2025.02.18 - Rolling Cache fragmentation, zero-fill and a 100% full cache
During my recap of the last dev stream I wrote that I wanted to revisit the topic of a “100% Full” cache. So here we go.
In that recap I made the following claims:
- At some point every cache will reach its size limit and be “100% full”.
- Actually one should expect that the RC is always at 100%
- … and if not, then it is not a cache, but a waste of storage.
While I think that the above is obvious I still want to stress some related aspects:
- The goal of a cache is to cache … and not to be empty
- … but there is a tradeoff between the “cost of size” vs the “benefit of performance increase”.
- A cache which on average reduces performance should be disabled.
- To find data quickly one always needs an index
- … and a lookup (read) in a smaller index is always (somewhat) faster than a lookup in a large index
- … especially because an index also needs to be kept “up to date” (write)
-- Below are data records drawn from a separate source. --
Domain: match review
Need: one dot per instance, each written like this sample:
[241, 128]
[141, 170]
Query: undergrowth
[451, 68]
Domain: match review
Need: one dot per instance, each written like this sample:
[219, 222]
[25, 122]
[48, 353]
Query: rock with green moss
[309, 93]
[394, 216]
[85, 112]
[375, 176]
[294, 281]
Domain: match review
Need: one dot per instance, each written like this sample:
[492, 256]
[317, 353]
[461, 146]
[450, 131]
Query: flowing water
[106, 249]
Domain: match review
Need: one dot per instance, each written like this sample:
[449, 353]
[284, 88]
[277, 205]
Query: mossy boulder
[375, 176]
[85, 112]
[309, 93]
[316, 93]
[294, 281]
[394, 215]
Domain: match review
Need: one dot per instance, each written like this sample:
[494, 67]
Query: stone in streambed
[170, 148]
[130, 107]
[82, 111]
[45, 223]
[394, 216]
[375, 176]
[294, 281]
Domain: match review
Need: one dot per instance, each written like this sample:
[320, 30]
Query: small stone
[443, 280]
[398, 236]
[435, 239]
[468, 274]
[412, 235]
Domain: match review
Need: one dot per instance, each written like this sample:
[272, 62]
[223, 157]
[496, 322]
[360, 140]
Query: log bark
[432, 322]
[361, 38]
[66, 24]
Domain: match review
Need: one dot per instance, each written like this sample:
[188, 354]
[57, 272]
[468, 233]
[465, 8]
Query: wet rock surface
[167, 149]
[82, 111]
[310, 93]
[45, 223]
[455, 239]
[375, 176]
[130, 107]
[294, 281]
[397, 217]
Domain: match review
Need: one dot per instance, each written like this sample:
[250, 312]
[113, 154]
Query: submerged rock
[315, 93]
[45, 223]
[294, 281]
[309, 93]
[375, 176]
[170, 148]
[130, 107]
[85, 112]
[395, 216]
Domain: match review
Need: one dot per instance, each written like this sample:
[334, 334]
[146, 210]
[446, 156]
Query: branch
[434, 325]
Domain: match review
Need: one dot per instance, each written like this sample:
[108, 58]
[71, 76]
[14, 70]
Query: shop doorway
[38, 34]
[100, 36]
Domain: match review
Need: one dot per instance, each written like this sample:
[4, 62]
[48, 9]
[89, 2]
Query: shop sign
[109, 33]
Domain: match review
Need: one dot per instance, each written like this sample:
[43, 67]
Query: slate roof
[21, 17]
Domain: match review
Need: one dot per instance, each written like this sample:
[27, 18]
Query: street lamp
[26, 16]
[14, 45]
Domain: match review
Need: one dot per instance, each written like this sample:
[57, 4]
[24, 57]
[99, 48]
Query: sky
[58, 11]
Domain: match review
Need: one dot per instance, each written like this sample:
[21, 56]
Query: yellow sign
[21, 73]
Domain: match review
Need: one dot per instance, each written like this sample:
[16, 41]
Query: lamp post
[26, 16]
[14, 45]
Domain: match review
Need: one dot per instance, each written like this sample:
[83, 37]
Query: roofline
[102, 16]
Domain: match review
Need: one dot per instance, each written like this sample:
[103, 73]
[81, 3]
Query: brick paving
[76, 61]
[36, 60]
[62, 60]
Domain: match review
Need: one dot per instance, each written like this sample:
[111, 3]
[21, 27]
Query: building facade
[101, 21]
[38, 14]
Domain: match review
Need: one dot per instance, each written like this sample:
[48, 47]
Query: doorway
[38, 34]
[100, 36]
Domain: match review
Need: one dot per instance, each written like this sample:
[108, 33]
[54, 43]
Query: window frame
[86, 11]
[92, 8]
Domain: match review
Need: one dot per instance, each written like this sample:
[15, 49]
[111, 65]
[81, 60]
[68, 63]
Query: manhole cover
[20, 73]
- … to match the actual content of the cache (blob items).
- Bigger cache sizes always required bigger cache index size
- … which means more overhead.
- A cache tries to store a small part (e.g. GB) of the original data set (e.g. PB = 1 Mio * GB)
- … but the cache stores the data close to the point of usage
- … so that the access is (a lot) faster.
- Finding (defining) the proper size of a cache is more of an “art” … and somewhat less “science”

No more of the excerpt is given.